One of the must-see places at the Indiana State Fair is Pioneer Village. It doesn’t matter if you grew up on a farm or live in downtown Evansville, or if you are 7 or 70 — you can find something to pique your interest there.
That’s because Pioneer Village is so much more than a museum of old agricultural equipment.
It’s important to preserve horse-drawn equipment, one- and two-row planters, and hand scythes for cutting grain so people never forget that blood, sweat and tears turned Indiana soils into some of the most productive in the world. Pioneer Village is so much more than old relics. It’s a spirit of the past portrayed by people in costume of the times, doing what pioneer craftsmen did — cut wood, grind corn into meal and stitch quilts — all as people watch. Volunteers reenact farming activities of the 1930s, ’40s, ’50s and ’60s by threshing grain, baling straw, sawing logs and chopping cornstalks into ensilage.
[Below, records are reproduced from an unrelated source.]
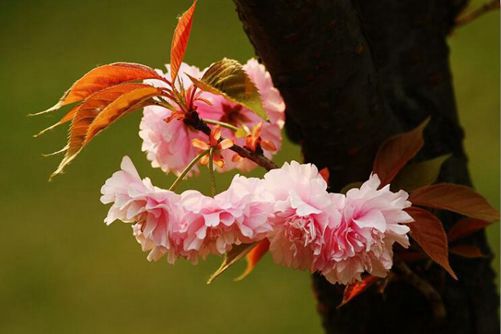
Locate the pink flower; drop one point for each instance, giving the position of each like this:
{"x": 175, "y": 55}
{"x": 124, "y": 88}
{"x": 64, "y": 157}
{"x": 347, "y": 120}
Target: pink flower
{"x": 303, "y": 210}
{"x": 168, "y": 145}
{"x": 235, "y": 216}
{"x": 156, "y": 212}
{"x": 373, "y": 220}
The Hoosier whose dream became Pioneer Village, Mauri Williamson of Economy, is no longer here. His name and likeness are on the pin barn, but after a good life, he passed on. Many other volunteers who wear bib overalls and make things tick at Pioneer Village are older than me, and that’s saying something.
Bring on volunteers
Gary Emsweller, who heads up managing Pioneer Village, is himself a retired Purdue Extension educator, still doing a great job but not getting any younger. When interviewed for a story about Pioneer Village before the fair, he first ran down a list of who might not be back to help this year, because old age or illness was catching up with them. It sounded like an injury report for the Indianapolis Colts!
Don’t get me wrong, plenty of volunteers came in 2021, from all over the country and even abroad, to participate in this one-of-a-kind celebration of agriculture. “Reenactment” isn’t the right word — it’s more real when they fire up the steam engine and operate the Red River thresher to thresh oats and bale straw.
But here’s why I’m hoping younger generations will step up, volunteer and keep this spirit of community alive. When I first watched a crew thresh grain at Pioneer Village, it was some 50 years ago. I’d never seen a threshing ring, but my dad was part of one. When I saw my first threshing, it was barely 25 years removed from when threshing rings still operated. Now it’s 75 to 80 years removed. People today who see threshing when they’re 12, 15 or 21 have no direct tie to what it was truly like.
It’s an appreciation that must be handed down from generation to generation, and it can only happen if the generation that remembers is still around!
Consider if volunteering at Pioneer Village is in your future. Someone needs to tell the story of threshing rings when the 100th anniversary of the last threshing ring, somewhere around 2045, occurs. Otherwise, a piece of Indiana ag history and spirit will be lost forever.